Kenseth wasn't convinced. "Well yeah, obviously it is retaliation for retaliation," he said. "You have someone that has been telling everybody for four or five weeks that as soon as he got a chance at a fast race track he was going to make it hurt and wipe us out and they do nothing about it. It was so premeditated it just surprises me that they didn't do anything. I am disappointed but I expected it."
Referring to the Busch-Hornaday retaliation last weekend, Kenseth added: "If NASCAR is going to start parking people for being mad 25 second after you wreck and wrecking somebody then you would park somebody for that ... They need to figure out how to get the drivers to settle their difference in a different way and talk about it or figure it out or do something instead of using your car as a battering ram somewhere this fast."
Kenseth did re-emerge much later to try and claw back a few positions and points back, and everyone waited to see whether he would seek out Vickers for some revenge of his own. "No, not at all. I don't stoop to that level," he insisted. "I would never sit down there and wait for somebody and take a cheap shot like that.
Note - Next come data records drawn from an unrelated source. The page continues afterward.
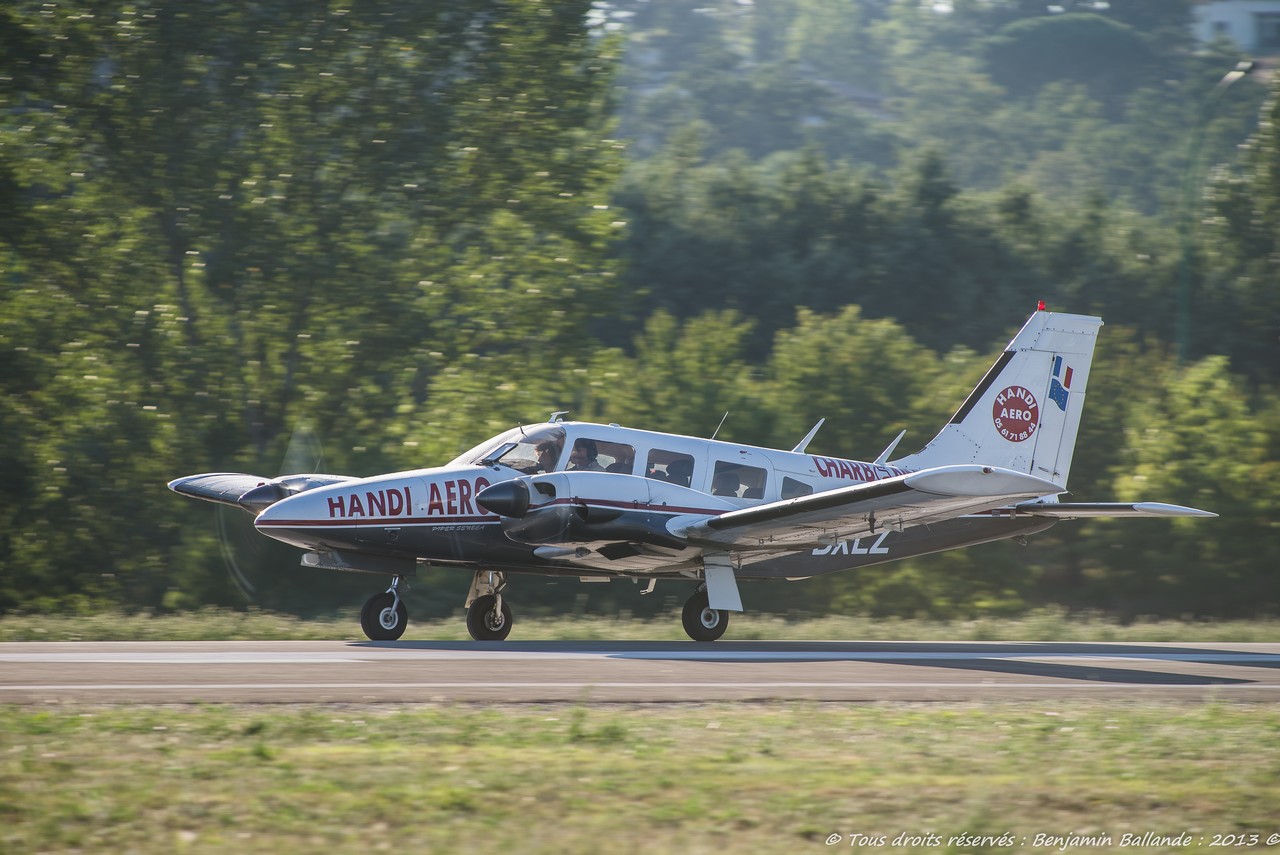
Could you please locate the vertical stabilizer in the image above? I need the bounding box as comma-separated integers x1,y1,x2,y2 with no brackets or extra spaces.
893,310,1102,489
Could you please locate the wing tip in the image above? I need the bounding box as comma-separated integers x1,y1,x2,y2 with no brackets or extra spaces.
1132,502,1218,518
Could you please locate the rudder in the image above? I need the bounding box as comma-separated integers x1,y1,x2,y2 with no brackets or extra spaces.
893,310,1102,489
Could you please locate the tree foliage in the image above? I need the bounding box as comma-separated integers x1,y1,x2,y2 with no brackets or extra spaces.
1,0,622,611
982,14,1156,108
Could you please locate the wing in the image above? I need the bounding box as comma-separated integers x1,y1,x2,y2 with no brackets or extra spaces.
168,472,356,513
671,465,1064,550
168,473,274,509
1013,500,1217,519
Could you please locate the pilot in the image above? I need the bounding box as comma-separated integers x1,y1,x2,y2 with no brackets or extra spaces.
568,438,605,471
711,470,740,497
535,440,561,473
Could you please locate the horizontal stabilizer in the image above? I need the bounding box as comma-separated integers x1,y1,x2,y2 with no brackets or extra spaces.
1014,501,1217,519
904,466,1062,499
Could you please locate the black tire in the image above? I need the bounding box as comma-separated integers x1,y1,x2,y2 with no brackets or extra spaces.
360,592,408,641
681,590,729,642
466,594,513,641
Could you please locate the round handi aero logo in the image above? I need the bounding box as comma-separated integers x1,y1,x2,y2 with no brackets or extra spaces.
992,385,1039,442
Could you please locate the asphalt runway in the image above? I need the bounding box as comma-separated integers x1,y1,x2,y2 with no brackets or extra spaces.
3,640,1280,703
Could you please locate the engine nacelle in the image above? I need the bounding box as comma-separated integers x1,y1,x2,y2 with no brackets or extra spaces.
476,472,732,549
238,474,354,514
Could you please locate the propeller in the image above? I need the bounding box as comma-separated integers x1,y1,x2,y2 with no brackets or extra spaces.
215,420,325,600
280,419,326,476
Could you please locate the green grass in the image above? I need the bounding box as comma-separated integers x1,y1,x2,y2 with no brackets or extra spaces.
3,610,1277,851
2,701,1279,853
1,606,1278,642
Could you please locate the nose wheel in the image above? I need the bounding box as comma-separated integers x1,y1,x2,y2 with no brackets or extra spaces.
466,594,513,641
360,576,409,641
464,570,514,641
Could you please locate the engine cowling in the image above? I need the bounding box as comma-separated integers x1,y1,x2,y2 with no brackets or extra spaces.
237,474,354,514
476,472,730,550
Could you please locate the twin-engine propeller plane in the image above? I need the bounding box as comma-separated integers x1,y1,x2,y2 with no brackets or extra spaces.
170,308,1215,641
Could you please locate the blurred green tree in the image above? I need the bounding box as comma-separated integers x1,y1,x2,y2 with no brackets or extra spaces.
1104,357,1279,616
1202,73,1280,381
0,0,622,612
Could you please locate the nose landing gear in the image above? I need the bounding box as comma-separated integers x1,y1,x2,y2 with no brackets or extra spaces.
360,575,409,641
465,570,513,641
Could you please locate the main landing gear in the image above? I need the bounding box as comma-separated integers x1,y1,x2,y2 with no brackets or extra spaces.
682,586,729,642
465,570,513,641
360,575,409,641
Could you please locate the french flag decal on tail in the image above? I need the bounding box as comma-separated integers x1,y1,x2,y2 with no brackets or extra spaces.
1048,356,1073,412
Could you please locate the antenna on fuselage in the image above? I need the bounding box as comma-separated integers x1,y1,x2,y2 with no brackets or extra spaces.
791,418,826,453
874,429,907,466
549,411,570,423
710,411,730,440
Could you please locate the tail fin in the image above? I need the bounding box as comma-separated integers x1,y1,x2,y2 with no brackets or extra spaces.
893,309,1102,489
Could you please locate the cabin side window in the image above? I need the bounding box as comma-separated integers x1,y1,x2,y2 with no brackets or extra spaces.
568,438,635,473
645,450,695,487
781,477,814,500
712,461,768,499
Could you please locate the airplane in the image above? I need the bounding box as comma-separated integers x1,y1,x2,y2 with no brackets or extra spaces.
169,307,1216,642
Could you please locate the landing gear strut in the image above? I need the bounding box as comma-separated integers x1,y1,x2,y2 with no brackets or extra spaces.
360,575,409,641
465,570,513,641
681,587,729,642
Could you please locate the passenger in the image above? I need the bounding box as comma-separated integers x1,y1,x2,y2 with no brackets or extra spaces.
665,458,693,487
712,470,740,497
568,438,605,471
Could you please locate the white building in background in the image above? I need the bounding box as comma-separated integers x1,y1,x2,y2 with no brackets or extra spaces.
1193,0,1280,53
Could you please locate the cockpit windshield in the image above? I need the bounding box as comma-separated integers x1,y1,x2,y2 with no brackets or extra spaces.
448,426,566,474
447,428,521,468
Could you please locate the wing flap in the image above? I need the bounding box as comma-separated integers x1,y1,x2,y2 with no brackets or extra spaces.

You can hurt someone like that and that isn't sportsmanlike and that isn't something I would do."
"I wasn't planning on paying him back," Vickers insisted. "He wrecked me at Martinsville, he got wrecked here. I'm not saying I wasn't going to pay him back, I'm just saying that wasn't it."
With Kenseth out of the way and Kevin Harvick never a threat at Phoenix - usually running around the mid-teens all afternoon - the Chase battle really had finally had come down to a two-man shootout. Edwards led Stewart to the restart on lap 182, but Smoke wasn't about to take that lying down and he promptly put the #14 back in front again to make the point that this was his race, thank you very much, and that Carl should keep his hands off it. Tony led for the next 40 laps until the eighth yellow on lap 220 when Robby Gordon managed to hit the wall (Geoff Bodine having done so much damage to the #36 by this point that he was no longer available for caution instigation incidents.)
That proved to be the last caution of the day, which left the cars with almost 90 laps to run to the end - too far to get to without a final pit stop, so fuel conservations strategies were moot. All that mattered was the timing and execution of the final pit stop, and of course who had the best cars for the cooling conditions.
Kurt Busch and Paul Menard had taken two tyres each and duly led the field ahead of Edwards and Stewart. Menard soon dropped back, but Busch proved remarkably resilient in the lead and led the next 57 laps, until suddenly he found he'd pushed the fuel too far - he'd run dry on his approach into pit lane. That meant that the ensuing stop was painfully long as the pit crew had to coax gas back into the fuel lines. Then he stalled it trying to get away and finally to add salt to the gaping self-inflicted wound he got a drive-thru for entering pit lane too quickly because of the distractions.
Busch isn't known for his calm demeanour at such moments, and once again he was on the radio venting for all to hear: "We just never learn from our mistakes. Brilliant. Just brilliant," he fumed. "Just trying to make sure we finish 11th in points, aren't we? Unreal."
That put Carl Edwards in the lead again with Kasey Kahne in second, having worked his way steadily up through the positions since the last restart. Kahne pitted first on lap 288 and took right-side tyres and fuel; Edwards was in four laps later on the same strategy and Stewart was in shortly after switching to a no-tyre, fuel-only gambit.